It Turns Out The Simpsons Was ‘Almost Cancelled’ Before A Single Episode Aired


With The Simpsons currently gearing up for its 38th season, the beloved animated show continues to extend its record as the longest-running sitcom in American TV history.

After premiering at the end of the 1980s, it didn’t take long for the show to ascend to TV phenomenon status, and is now considered one of the most iconic and influential shows of all time.

But what might fans might not realise is how close The Simpsons came to being axed before it even aired.
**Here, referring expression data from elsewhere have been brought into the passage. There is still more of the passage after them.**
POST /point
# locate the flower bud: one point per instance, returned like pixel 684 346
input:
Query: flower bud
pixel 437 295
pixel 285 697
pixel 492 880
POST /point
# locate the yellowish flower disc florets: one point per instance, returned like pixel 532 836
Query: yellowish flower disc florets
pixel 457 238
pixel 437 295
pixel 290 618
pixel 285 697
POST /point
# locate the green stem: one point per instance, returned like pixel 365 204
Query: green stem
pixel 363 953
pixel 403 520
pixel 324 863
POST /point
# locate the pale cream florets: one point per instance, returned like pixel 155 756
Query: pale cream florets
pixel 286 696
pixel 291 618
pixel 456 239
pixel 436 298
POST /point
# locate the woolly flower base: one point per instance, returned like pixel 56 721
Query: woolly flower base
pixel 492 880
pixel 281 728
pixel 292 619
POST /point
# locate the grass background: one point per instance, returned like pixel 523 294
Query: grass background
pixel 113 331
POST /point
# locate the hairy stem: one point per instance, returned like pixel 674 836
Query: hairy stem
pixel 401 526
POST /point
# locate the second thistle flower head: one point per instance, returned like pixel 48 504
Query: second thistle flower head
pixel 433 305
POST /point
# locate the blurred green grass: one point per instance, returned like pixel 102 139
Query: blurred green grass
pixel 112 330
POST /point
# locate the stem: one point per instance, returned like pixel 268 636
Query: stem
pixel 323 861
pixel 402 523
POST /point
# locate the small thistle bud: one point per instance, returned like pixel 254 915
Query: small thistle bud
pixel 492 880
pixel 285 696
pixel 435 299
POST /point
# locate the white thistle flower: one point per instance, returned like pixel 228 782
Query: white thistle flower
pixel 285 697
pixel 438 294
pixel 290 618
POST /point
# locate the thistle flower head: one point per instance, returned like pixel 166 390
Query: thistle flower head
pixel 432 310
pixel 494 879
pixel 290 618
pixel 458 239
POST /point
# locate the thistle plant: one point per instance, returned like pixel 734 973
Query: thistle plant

It’s well-documented that The Simpsons got off to a bit of a bumpy start, with its planned debut episode Some Enchanted Evening being nowhere near ready for broadcast, resulting in the show launching with the Christmas special Simpsons Roasting On An Open Fire instead.

But former producer Mike Reiss has now revealed that the situation was so disastrous, the show came to close to being “cancelled” altogether.

Speaking on the podcast My Roman Empire, Mike admitted: “It’s a famous story, they sat down and watched the first episode of The Simpsons – and it was catastrophic.

“Here’s all the Fox brass sitting down to see what they just spent $13 million on – and it wasn’t funny, the animation was bad, the animators had stuck their own jokes in the background, and the show was almost cancelled before it came on the air.”

“Luckily, the next week the second show came back fully animated, and it was great,” Mike continued. “But it was now too late to put the show on the air. We were supposed to come on in September, and instead we waited for episode nine, our Christmas show, and we debuted with a Christmas episode, and that gave us four or five months to fix all the other episodes.”

Mike added that Fox execs had “so little faith in our show” that the launch party took place – fittingly – in a bowling alley.

Back in 2024, Simpsons creator Matt Groening shared his version of the story during a conversation to mark the show’s 35th anniversary.

He claimed: “We were supposed to debut in the fall of 1989 and we got back the animation for the first episode, and it was so horrendous.

“We lied to Fox and we said we hadn’t gotten the animation back. We delayed the premiere of the show from a fall premiere to December 17, 1989. We took that very first episode and we buried it until we made it airable. It was quite dramatic in those months before the show actually came on.”

Last year, The Simpsons was renewed for four more seasons, meaning it will run until at least 2029.

A second big-screen adventure for the Simpson family is also due for release next year, marking two decades since the first Simpsons Movie hit cinemas.